Tra tanto cemento un filo d’erba.
Vivi con la speranza di aver vissuto e non ti accorgi invece che sei solo esistito. Persone, sguardi sfuggenti, sorrisi negati. Vivi con la speranza di aver vissuto e non ti accorgi, non ti accorgi.
Io non sono solo ciò che scrivo. In realtà ne sono solo una parte.
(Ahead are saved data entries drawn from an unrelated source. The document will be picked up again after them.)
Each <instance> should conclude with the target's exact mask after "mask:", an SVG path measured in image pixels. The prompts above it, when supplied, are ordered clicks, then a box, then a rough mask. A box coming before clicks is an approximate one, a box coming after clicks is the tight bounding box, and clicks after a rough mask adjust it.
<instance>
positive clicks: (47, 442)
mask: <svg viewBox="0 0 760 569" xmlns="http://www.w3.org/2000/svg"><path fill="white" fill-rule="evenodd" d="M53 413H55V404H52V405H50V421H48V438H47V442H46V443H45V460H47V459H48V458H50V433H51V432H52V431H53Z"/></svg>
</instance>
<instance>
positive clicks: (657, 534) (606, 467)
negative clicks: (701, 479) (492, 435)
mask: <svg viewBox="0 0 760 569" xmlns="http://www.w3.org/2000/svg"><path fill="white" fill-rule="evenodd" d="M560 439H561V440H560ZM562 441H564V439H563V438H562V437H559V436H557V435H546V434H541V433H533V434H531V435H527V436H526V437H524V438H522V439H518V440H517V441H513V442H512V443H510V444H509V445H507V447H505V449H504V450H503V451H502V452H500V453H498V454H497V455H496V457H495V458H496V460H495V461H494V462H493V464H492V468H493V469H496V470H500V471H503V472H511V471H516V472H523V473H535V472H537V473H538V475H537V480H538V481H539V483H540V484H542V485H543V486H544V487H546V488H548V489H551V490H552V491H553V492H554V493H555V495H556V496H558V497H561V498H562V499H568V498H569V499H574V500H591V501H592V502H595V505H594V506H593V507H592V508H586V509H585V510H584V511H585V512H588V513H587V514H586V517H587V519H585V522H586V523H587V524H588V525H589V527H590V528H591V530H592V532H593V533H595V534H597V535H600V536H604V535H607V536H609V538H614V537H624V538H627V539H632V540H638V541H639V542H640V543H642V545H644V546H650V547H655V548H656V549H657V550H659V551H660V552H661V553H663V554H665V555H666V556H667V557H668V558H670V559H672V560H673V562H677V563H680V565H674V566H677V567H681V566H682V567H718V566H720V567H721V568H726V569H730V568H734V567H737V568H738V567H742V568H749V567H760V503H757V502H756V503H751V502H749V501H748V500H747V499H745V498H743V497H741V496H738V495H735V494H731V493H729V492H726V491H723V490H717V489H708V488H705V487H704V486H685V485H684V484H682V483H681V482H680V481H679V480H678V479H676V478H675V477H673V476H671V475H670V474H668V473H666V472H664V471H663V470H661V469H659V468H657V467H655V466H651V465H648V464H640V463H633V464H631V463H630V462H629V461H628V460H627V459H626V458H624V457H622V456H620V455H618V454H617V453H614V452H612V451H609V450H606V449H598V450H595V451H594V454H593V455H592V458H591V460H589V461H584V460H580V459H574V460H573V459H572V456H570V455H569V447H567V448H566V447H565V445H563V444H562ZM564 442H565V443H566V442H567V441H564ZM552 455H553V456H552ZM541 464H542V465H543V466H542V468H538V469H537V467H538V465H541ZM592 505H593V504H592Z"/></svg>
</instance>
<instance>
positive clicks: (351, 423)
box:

Io sono quello che non scrivo, che non dico, ma che osservo in silenzio e che pronuncio con estrema delicatezza e gentilezza.
Finché godiamo di una buona salute le vicende della vita ci fanno pensare che forse a volte valiamo poco, possiamo sbagliare. Quando abbiamo il male addosso invece siamo costretti a pensare che non valiamo niente.
Penso a me di nuovo qui a vivere questa vita, il tempo passa, i sorrisi spariscono, la pioggia scende su l’estate che se ne va, questa notte sparisce nell’ombra, sentimi nel buio del mattino, sentimi tra le grida, sentimi tra le rovine di questo mondo. Ti hanno venduto, hanno venduto l’amore, ma tu non guardi più dal tuo cielo e la nebbia arriva sulle nostre vite, ci sgretoliamo e diventiamo sabbia persa nel deserto immenso delle nostre vite.
Quando il magone mi stringe in gola, con la faccia da bambina, mi guardo allo specchio, mi sorrido e mi dico che infondo qualcosa c’è per continuare a vivere.